Five global banks agreed to pay more than $5 billion in combined penalties and plead guilty to criminal charges to resolve a long-running U.S. investigation into whether traders colluded to move foreign-currency rates for their own financial benefit.
The settlements largely close the book on the latest industrywide investigation, one of a steady stream of probes into mortgage misdeeds, manipulative trading behavior and tax evasion. The biggest global banks have paid more than $60 billion in penalties over the past two years to resolve allegations of wrongdoing.
Four of the banks, Barclays PLC, Citigroup Inc., J.P. Morgan Chase & Co. and Royal Bank of Scotland Group PLC, pleaded guilty on Wednesday to conspiring to manipulate prices in the $500 billion-a-day market for U.S. dollars and euros, authorities said.
Viswanatha, Aruna. "Banks Pay $5.6 Billion to Settle U.S. Probe." The Wall Street Journal., Thursday, May 21, 2015, A1, Accessed on May 21, 2015, http://www.wsj.com/articles/global-banks-to-pay-5-6-billion-in-penalties-in-fx-libor-probe-1432130400
Apparently, some traders at these banks conspired to manipulate rates at certain times of the day so as to enrich themselves not only at the expense of others but also at the expense of a free, fair and open foreign exchange market. The business ethics ethos of the group is articulated succinctly, if not douchebaggedly, in one of their captured chat exchanges wherein a party writes, "if you ain't cheating, you ain't trying."

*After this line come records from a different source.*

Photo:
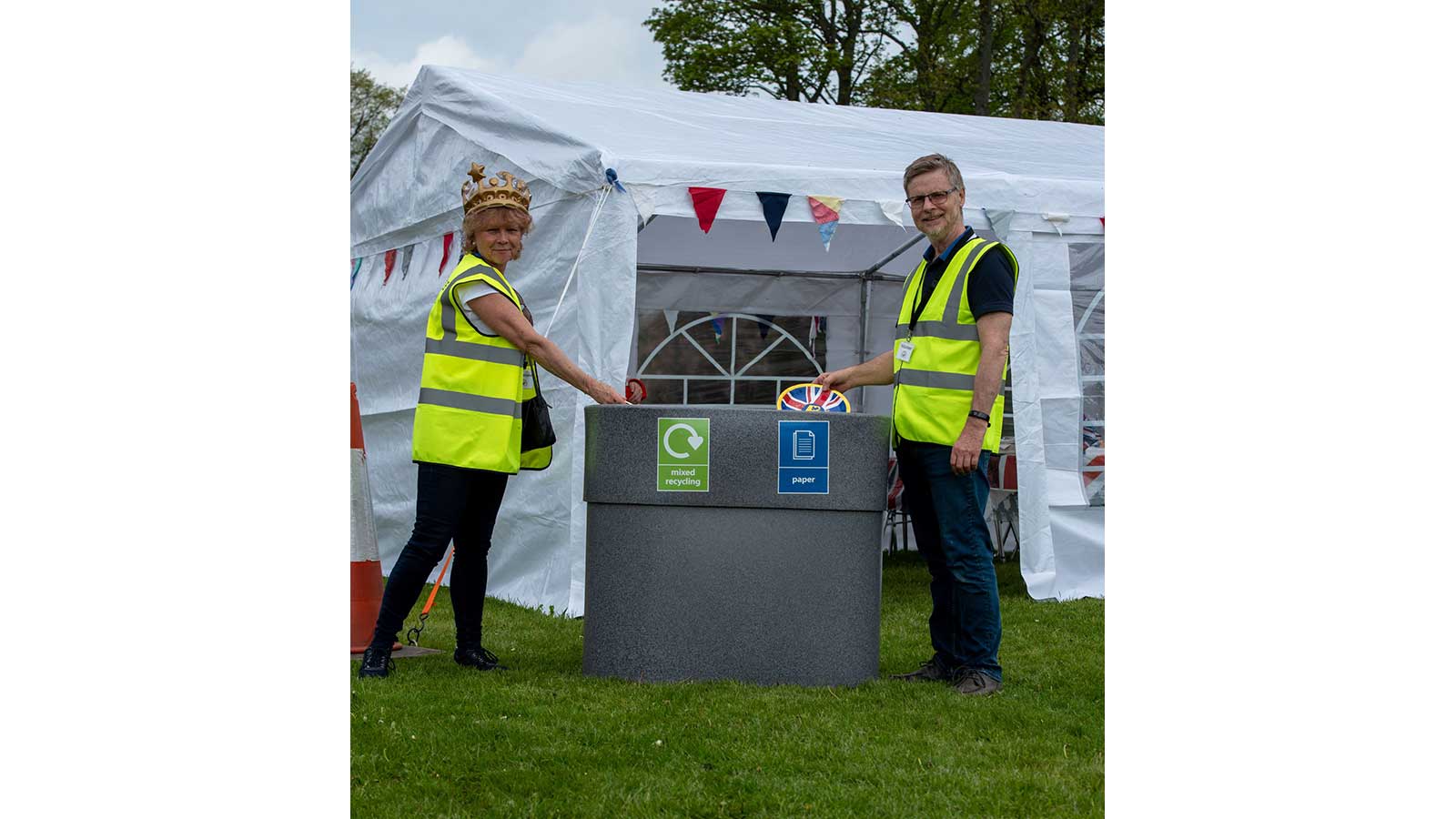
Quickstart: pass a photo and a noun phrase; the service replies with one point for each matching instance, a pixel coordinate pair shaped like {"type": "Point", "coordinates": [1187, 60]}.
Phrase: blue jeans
{"type": "Point", "coordinates": [948, 513]}
{"type": "Point", "coordinates": [459, 504]}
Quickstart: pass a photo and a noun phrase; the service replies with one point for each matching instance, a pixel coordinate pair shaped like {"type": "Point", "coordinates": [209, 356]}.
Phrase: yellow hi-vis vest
{"type": "Point", "coordinates": [472, 387]}
{"type": "Point", "coordinates": [934, 389]}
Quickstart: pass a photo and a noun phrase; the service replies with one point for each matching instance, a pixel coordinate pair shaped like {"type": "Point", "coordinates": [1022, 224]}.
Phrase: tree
{"type": "Point", "coordinates": [371, 106]}
{"type": "Point", "coordinates": [1028, 58]}
{"type": "Point", "coordinates": [801, 50]}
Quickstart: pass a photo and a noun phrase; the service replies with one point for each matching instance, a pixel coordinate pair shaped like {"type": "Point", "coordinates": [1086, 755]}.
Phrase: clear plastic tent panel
{"type": "Point", "coordinates": [1088, 303]}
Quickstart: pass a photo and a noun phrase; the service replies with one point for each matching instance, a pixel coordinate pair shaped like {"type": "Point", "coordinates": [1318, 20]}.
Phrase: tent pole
{"type": "Point", "coordinates": [865, 278]}
{"type": "Point", "coordinates": [864, 325]}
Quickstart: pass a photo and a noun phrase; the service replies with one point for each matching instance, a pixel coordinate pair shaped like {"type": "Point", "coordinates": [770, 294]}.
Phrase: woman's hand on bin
{"type": "Point", "coordinates": [603, 394]}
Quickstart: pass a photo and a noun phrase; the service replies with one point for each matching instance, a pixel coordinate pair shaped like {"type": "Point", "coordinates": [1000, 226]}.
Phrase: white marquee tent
{"type": "Point", "coordinates": [603, 256]}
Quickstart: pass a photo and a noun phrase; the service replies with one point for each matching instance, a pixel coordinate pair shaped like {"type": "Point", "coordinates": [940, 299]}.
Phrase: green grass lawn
{"type": "Point", "coordinates": [541, 739]}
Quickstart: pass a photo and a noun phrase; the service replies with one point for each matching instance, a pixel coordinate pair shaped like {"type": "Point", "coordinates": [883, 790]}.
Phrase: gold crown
{"type": "Point", "coordinates": [500, 189]}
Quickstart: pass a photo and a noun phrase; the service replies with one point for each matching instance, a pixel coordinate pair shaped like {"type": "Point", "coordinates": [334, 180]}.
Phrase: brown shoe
{"type": "Point", "coordinates": [929, 672]}
{"type": "Point", "coordinates": [975, 682]}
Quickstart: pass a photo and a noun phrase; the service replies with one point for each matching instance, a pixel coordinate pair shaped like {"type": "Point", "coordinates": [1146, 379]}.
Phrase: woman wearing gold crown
{"type": "Point", "coordinates": [480, 351]}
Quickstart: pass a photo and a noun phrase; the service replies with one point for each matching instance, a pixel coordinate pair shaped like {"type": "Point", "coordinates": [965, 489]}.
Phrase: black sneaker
{"type": "Point", "coordinates": [929, 672]}
{"type": "Point", "coordinates": [480, 659]}
{"type": "Point", "coordinates": [376, 662]}
{"type": "Point", "coordinates": [975, 682]}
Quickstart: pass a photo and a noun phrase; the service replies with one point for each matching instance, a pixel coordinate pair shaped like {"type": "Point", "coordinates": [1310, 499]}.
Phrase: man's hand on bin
{"type": "Point", "coordinates": [834, 379]}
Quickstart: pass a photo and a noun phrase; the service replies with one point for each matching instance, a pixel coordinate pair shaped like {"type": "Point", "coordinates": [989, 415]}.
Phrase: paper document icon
{"type": "Point", "coordinates": [803, 445]}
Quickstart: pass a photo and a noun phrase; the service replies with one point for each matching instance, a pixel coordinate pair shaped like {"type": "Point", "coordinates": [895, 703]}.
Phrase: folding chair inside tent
{"type": "Point", "coordinates": [895, 511]}
{"type": "Point", "coordinates": [1005, 511]}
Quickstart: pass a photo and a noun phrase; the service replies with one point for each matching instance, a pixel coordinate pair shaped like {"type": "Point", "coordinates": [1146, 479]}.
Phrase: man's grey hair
{"type": "Point", "coordinates": [935, 162]}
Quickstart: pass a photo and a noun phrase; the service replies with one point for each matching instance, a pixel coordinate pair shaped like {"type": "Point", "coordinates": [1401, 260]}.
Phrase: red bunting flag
{"type": "Point", "coordinates": [389, 264]}
{"type": "Point", "coordinates": [705, 205]}
{"type": "Point", "coordinates": [444, 257]}
{"type": "Point", "coordinates": [826, 213]}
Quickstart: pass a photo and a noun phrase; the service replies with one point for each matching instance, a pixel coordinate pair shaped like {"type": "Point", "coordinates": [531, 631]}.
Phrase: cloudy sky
{"type": "Point", "coordinates": [552, 40]}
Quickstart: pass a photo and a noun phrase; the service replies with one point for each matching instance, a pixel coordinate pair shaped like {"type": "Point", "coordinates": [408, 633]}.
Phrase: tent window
{"type": "Point", "coordinates": [733, 359]}
{"type": "Point", "coordinates": [1088, 303]}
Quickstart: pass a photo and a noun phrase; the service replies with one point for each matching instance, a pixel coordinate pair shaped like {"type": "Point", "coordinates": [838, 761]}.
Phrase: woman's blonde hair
{"type": "Point", "coordinates": [478, 219]}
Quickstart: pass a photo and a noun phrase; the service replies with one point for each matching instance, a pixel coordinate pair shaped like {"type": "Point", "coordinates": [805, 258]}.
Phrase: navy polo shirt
{"type": "Point", "coordinates": [992, 286]}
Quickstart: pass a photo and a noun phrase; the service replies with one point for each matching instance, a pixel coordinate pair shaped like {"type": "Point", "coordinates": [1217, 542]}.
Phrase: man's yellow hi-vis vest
{"type": "Point", "coordinates": [934, 389]}
{"type": "Point", "coordinates": [472, 387]}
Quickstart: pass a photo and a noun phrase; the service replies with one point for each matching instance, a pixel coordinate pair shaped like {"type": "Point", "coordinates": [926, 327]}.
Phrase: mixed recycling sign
{"type": "Point", "coordinates": [682, 455]}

Adam Smith says, "deal with it." |
Although the following passage is often misinterpreted, I can't help but think of Adam Smith when I read of such shenanigans. As the man from Kirkcaldy reminds us, "People of the same trade seldom meet together, even for merriment and diversion, but the conversation ends in a conspiracy against the public, or in some contrivance to raise prices."
Illud natura non patitur, ut aliorum spoliis nostras facultates, copias, opes augeamus.